LT: What was the hardest part of the research and/or writing for you? How did you deal with that?
MCF: The hardest part for me was immersing myself in the details of war and POW camp conditions, the brutality, the suffering, the loss of so many, many, many lives. Sometimes I broke down in tears in the middle of writing. What helped me get through it was my conviction to tell the story honestly, and knowing I couldn’t do that if I were to sugarcoat it for myself. I called to mind something I heard Libba Bray say at a conference. “Don’t be afraid to go to the dark places…a book should cost you something to write.”
LT: That’s great advice, and it’s something I try to remind myself while I’m writing, too.
LT: I’ve always said that I will know I’ve made it when I receive one letter from one child saying that something I wrote made a positive difference in his or her life. How do you define success?
MCF: For this particular project, my goal was to portray the POW nurses as honestly and accurately as possible and honor them for their service, sacrifice and, well, their pure grit. And I wanted to write their story in such a way that people would be drawn to it and want to read it.

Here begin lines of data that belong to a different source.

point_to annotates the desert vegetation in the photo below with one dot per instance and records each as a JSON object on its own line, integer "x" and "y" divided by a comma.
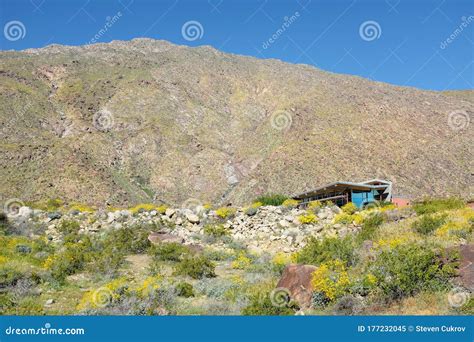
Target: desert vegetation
{"x": 381, "y": 260}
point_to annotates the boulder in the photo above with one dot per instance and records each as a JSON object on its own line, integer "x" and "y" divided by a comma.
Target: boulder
{"x": 25, "y": 212}
{"x": 170, "y": 212}
{"x": 54, "y": 216}
{"x": 193, "y": 218}
{"x": 297, "y": 280}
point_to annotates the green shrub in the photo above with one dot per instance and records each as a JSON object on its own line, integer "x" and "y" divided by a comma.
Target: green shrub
{"x": 290, "y": 203}
{"x": 216, "y": 230}
{"x": 196, "y": 267}
{"x": 129, "y": 239}
{"x": 107, "y": 262}
{"x": 70, "y": 260}
{"x": 67, "y": 227}
{"x": 320, "y": 251}
{"x": 349, "y": 208}
{"x": 307, "y": 218}
{"x": 184, "y": 289}
{"x": 344, "y": 218}
{"x": 427, "y": 224}
{"x": 369, "y": 226}
{"x": 9, "y": 275}
{"x": 431, "y": 206}
{"x": 331, "y": 279}
{"x": 225, "y": 212}
{"x": 410, "y": 268}
{"x": 272, "y": 199}
{"x": 314, "y": 205}
{"x": 169, "y": 251}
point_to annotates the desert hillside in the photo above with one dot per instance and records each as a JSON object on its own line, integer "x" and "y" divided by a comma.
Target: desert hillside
{"x": 146, "y": 120}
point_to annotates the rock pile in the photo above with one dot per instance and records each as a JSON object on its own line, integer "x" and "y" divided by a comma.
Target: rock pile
{"x": 267, "y": 228}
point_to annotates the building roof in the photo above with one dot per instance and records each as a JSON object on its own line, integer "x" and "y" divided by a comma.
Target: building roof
{"x": 341, "y": 186}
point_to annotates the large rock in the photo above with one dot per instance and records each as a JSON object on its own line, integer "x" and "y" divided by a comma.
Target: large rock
{"x": 297, "y": 280}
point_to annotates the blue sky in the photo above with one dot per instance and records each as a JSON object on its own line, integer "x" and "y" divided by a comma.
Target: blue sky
{"x": 422, "y": 43}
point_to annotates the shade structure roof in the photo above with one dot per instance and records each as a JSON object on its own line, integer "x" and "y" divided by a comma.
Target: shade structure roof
{"x": 373, "y": 184}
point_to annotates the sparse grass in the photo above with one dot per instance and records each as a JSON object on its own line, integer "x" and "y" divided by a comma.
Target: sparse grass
{"x": 433, "y": 205}
{"x": 272, "y": 199}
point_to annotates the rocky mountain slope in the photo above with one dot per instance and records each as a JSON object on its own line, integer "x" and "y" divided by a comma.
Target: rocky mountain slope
{"x": 145, "y": 120}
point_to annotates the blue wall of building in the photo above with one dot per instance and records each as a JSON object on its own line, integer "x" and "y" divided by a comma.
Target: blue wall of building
{"x": 362, "y": 198}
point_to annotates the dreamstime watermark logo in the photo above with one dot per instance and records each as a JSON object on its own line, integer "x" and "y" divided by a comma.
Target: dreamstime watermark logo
{"x": 192, "y": 30}
{"x": 464, "y": 24}
{"x": 103, "y": 120}
{"x": 12, "y": 206}
{"x": 458, "y": 120}
{"x": 280, "y": 297}
{"x": 277, "y": 34}
{"x": 457, "y": 297}
{"x": 46, "y": 330}
{"x": 109, "y": 22}
{"x": 370, "y": 30}
{"x": 102, "y": 297}
{"x": 281, "y": 120}
{"x": 14, "y": 30}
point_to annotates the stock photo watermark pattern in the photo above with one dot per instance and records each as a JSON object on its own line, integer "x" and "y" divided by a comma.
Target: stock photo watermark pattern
{"x": 288, "y": 21}
{"x": 370, "y": 30}
{"x": 465, "y": 22}
{"x": 459, "y": 120}
{"x": 14, "y": 30}
{"x": 192, "y": 30}
{"x": 46, "y": 330}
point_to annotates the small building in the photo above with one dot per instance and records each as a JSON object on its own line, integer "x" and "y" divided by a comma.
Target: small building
{"x": 361, "y": 194}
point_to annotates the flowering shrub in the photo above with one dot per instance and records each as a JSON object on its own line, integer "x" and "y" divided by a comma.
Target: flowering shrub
{"x": 431, "y": 206}
{"x": 242, "y": 262}
{"x": 225, "y": 212}
{"x": 313, "y": 205}
{"x": 307, "y": 219}
{"x": 196, "y": 267}
{"x": 272, "y": 199}
{"x": 321, "y": 251}
{"x": 290, "y": 203}
{"x": 454, "y": 230}
{"x": 104, "y": 296}
{"x": 281, "y": 259}
{"x": 410, "y": 268}
{"x": 427, "y": 224}
{"x": 216, "y": 230}
{"x": 349, "y": 208}
{"x": 331, "y": 279}
{"x": 343, "y": 218}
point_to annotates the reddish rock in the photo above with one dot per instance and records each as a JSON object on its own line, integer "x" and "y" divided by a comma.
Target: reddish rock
{"x": 466, "y": 267}
{"x": 297, "y": 280}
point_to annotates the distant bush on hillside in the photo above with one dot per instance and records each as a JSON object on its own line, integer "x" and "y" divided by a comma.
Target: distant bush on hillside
{"x": 133, "y": 239}
{"x": 169, "y": 251}
{"x": 427, "y": 224}
{"x": 317, "y": 251}
{"x": 196, "y": 267}
{"x": 272, "y": 199}
{"x": 370, "y": 225}
{"x": 408, "y": 269}
{"x": 430, "y": 206}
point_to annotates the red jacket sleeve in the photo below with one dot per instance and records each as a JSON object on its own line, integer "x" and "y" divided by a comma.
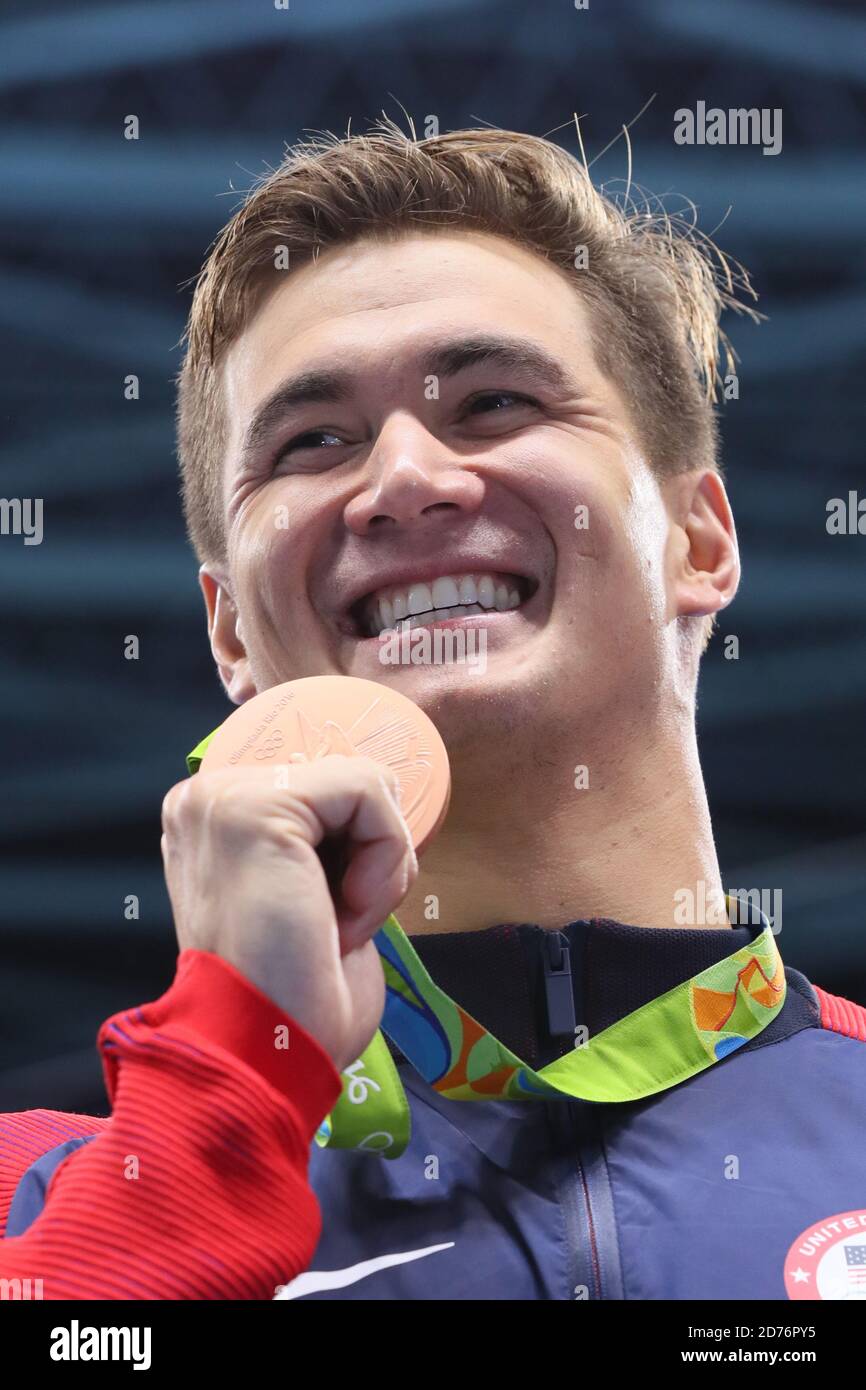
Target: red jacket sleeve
{"x": 196, "y": 1187}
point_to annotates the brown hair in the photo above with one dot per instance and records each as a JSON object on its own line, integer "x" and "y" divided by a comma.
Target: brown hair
{"x": 654, "y": 282}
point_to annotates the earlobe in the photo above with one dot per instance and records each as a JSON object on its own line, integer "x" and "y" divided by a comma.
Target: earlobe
{"x": 708, "y": 556}
{"x": 225, "y": 637}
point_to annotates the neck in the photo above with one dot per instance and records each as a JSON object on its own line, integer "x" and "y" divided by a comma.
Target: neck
{"x": 523, "y": 848}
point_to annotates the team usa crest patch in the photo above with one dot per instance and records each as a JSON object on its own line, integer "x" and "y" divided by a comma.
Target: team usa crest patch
{"x": 829, "y": 1260}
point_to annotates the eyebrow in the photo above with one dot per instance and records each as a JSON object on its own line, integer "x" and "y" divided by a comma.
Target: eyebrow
{"x": 448, "y": 359}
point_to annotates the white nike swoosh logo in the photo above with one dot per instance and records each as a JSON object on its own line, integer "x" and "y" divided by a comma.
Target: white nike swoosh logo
{"x": 320, "y": 1279}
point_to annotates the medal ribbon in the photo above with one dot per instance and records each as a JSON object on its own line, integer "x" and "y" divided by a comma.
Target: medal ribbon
{"x": 665, "y": 1041}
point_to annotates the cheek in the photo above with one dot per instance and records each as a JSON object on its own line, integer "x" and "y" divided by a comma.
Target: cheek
{"x": 270, "y": 560}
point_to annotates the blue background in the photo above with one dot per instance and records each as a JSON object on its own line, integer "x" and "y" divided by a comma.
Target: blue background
{"x": 99, "y": 236}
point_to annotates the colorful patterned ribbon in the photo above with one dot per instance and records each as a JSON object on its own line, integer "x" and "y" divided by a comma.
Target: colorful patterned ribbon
{"x": 658, "y": 1045}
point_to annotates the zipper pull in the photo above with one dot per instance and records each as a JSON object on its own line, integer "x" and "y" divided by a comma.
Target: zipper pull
{"x": 558, "y": 984}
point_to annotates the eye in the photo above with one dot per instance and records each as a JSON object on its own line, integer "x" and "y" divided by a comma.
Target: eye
{"x": 494, "y": 402}
{"x": 312, "y": 439}
{"x": 307, "y": 451}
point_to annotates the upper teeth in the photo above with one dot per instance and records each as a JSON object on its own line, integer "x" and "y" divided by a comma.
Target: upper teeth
{"x": 437, "y": 599}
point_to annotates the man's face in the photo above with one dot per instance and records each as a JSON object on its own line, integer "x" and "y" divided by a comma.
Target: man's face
{"x": 462, "y": 432}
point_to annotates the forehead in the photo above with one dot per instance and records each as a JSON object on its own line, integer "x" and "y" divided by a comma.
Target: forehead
{"x": 376, "y": 302}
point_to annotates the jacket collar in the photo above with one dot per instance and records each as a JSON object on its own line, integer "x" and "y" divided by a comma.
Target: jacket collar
{"x": 531, "y": 987}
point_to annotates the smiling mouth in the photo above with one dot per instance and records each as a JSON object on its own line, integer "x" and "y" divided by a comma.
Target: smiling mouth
{"x": 446, "y": 598}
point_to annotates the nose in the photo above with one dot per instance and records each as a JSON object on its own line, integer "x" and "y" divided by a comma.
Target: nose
{"x": 412, "y": 476}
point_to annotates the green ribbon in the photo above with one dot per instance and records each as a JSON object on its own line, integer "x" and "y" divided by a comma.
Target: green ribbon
{"x": 660, "y": 1044}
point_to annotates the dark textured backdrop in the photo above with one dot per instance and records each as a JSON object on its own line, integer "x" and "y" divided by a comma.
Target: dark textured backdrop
{"x": 100, "y": 232}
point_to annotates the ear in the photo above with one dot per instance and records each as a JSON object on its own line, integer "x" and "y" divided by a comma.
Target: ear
{"x": 704, "y": 556}
{"x": 225, "y": 635}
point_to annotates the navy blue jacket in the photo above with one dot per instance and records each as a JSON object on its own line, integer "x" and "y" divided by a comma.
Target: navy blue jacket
{"x": 747, "y": 1182}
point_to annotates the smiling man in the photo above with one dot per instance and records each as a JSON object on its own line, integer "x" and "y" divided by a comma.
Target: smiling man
{"x": 445, "y": 385}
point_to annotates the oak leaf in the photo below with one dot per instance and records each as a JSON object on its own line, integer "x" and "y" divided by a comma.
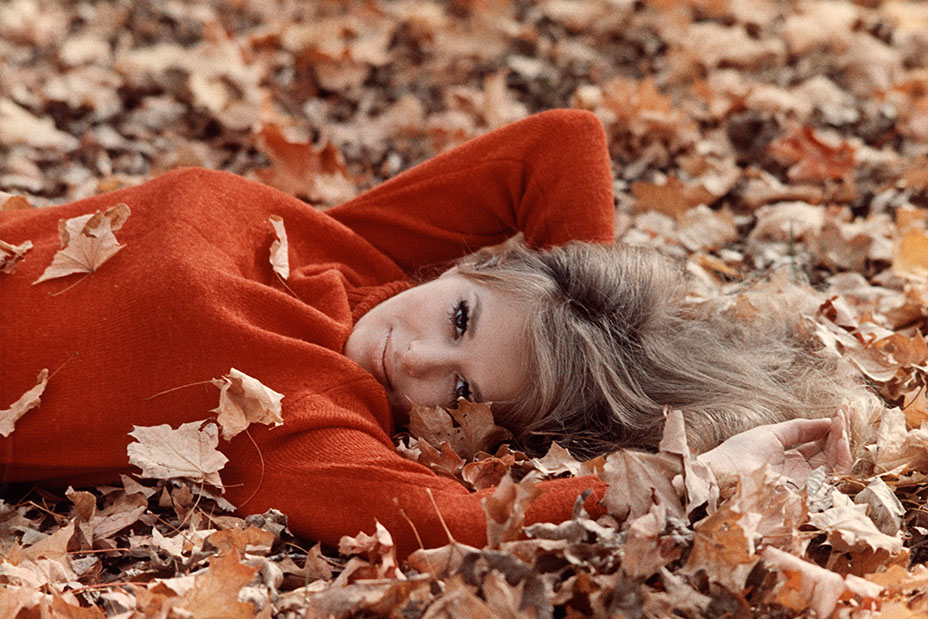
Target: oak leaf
{"x": 319, "y": 175}
{"x": 280, "y": 261}
{"x": 11, "y": 255}
{"x": 87, "y": 241}
{"x": 506, "y": 508}
{"x": 244, "y": 400}
{"x": 469, "y": 428}
{"x": 24, "y": 404}
{"x": 187, "y": 452}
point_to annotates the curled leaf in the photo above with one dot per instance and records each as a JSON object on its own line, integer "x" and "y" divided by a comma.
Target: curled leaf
{"x": 189, "y": 451}
{"x": 244, "y": 400}
{"x": 25, "y": 403}
{"x": 11, "y": 255}
{"x": 87, "y": 242}
{"x": 280, "y": 261}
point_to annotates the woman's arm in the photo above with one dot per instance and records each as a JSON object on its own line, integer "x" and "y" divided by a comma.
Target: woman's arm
{"x": 337, "y": 481}
{"x": 547, "y": 176}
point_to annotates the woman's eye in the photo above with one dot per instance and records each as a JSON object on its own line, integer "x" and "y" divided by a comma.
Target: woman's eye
{"x": 459, "y": 317}
{"x": 461, "y": 389}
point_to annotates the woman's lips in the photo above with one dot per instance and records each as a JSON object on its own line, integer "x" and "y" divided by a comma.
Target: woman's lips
{"x": 382, "y": 366}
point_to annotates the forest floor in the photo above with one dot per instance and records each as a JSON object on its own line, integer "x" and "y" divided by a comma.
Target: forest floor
{"x": 746, "y": 136}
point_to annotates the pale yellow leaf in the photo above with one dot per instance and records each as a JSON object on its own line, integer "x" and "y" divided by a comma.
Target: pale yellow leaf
{"x": 11, "y": 255}
{"x": 187, "y": 452}
{"x": 87, "y": 242}
{"x": 244, "y": 400}
{"x": 280, "y": 260}
{"x": 25, "y": 403}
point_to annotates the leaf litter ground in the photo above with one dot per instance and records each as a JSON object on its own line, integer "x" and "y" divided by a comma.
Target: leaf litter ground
{"x": 746, "y": 138}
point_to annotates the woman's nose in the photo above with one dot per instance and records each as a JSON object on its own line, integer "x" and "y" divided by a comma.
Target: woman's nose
{"x": 422, "y": 357}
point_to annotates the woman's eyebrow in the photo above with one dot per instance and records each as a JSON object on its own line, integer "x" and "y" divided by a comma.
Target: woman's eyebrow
{"x": 471, "y": 332}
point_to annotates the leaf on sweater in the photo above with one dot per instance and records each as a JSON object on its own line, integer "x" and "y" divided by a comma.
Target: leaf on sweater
{"x": 87, "y": 242}
{"x": 506, "y": 508}
{"x": 244, "y": 400}
{"x": 280, "y": 260}
{"x": 187, "y": 452}
{"x": 24, "y": 404}
{"x": 11, "y": 255}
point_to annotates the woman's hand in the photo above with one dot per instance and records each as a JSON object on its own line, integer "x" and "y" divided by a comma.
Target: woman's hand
{"x": 793, "y": 448}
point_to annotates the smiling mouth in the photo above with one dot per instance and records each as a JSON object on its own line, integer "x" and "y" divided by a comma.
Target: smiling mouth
{"x": 383, "y": 361}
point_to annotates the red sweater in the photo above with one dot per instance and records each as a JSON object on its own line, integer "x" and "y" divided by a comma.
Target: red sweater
{"x": 192, "y": 295}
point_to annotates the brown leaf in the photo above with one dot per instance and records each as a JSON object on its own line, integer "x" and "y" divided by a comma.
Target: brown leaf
{"x": 638, "y": 479}
{"x": 812, "y": 159}
{"x": 319, "y": 175}
{"x": 187, "y": 452}
{"x": 87, "y": 242}
{"x": 468, "y": 429}
{"x": 280, "y": 261}
{"x": 215, "y": 592}
{"x": 244, "y": 400}
{"x": 24, "y": 404}
{"x": 806, "y": 585}
{"x": 506, "y": 508}
{"x": 10, "y": 255}
{"x": 911, "y": 256}
{"x": 849, "y": 529}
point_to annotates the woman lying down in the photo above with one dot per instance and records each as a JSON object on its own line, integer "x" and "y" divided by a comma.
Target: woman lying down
{"x": 567, "y": 336}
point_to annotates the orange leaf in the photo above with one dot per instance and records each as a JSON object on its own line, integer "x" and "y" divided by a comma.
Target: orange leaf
{"x": 215, "y": 592}
{"x": 811, "y": 159}
{"x": 303, "y": 170}
{"x": 10, "y": 255}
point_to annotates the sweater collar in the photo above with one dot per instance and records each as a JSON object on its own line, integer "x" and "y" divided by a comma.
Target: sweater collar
{"x": 363, "y": 298}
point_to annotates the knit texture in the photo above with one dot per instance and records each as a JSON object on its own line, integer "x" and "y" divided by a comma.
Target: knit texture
{"x": 192, "y": 295}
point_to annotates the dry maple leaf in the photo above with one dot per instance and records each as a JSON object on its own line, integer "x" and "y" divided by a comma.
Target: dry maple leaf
{"x": 215, "y": 592}
{"x": 87, "y": 242}
{"x": 188, "y": 452}
{"x": 280, "y": 261}
{"x": 24, "y": 404}
{"x": 11, "y": 255}
{"x": 244, "y": 400}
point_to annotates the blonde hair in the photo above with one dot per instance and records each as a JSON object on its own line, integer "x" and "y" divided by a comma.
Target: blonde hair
{"x": 613, "y": 342}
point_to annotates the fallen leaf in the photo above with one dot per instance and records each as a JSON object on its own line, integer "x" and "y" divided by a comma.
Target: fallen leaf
{"x": 280, "y": 261}
{"x": 244, "y": 400}
{"x": 506, "y": 508}
{"x": 215, "y": 593}
{"x": 87, "y": 242}
{"x": 24, "y": 404}
{"x": 187, "y": 452}
{"x": 11, "y": 255}
{"x": 319, "y": 175}
{"x": 468, "y": 429}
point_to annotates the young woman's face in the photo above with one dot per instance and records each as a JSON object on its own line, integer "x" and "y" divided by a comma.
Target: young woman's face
{"x": 442, "y": 340}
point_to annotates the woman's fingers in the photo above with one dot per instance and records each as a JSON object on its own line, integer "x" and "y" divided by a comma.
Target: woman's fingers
{"x": 837, "y": 447}
{"x": 800, "y": 431}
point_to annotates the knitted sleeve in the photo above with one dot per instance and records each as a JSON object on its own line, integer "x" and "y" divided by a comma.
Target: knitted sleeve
{"x": 547, "y": 176}
{"x": 337, "y": 481}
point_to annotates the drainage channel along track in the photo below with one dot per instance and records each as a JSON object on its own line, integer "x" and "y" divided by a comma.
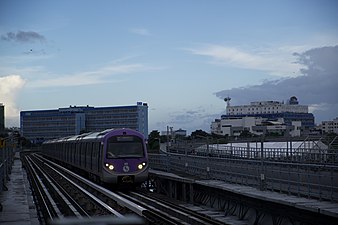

LT: Do you feel like you’ve achieved it?
MCF: When I began hearing from the relatives of the nurses I’d interviewed for the book, and other sources close to the topic, I knew I had succeeded in my first aim. They are happy with the book and supporting it fully. Judging by the comments I’m getting from readers, I have succeeded in the second as well. I’m truly grateful for the many people who generously shared their stories and their knowledge so that I could write PURE GRIT, and also to those family members and friends who supported me through the long and arduous process. I could not have done it without them.
LT: Well, I’d say you succeeded. I was certainly drawn to it! And the last sentence of the book, right after you explain how the nurses got through all of the hardships by simply continuing day-to-day and helping others around them, will stick with me for a long time: “This may be the deceptively facile recipe for courage, and possibly it is even evidence that each of us carries the capacity for such grit, should it be demanded of us.”
LT: I hope it isn’t demanded of us, but if it is, I sincerely hope you’re right about possessing it. Thank you so much, Mary!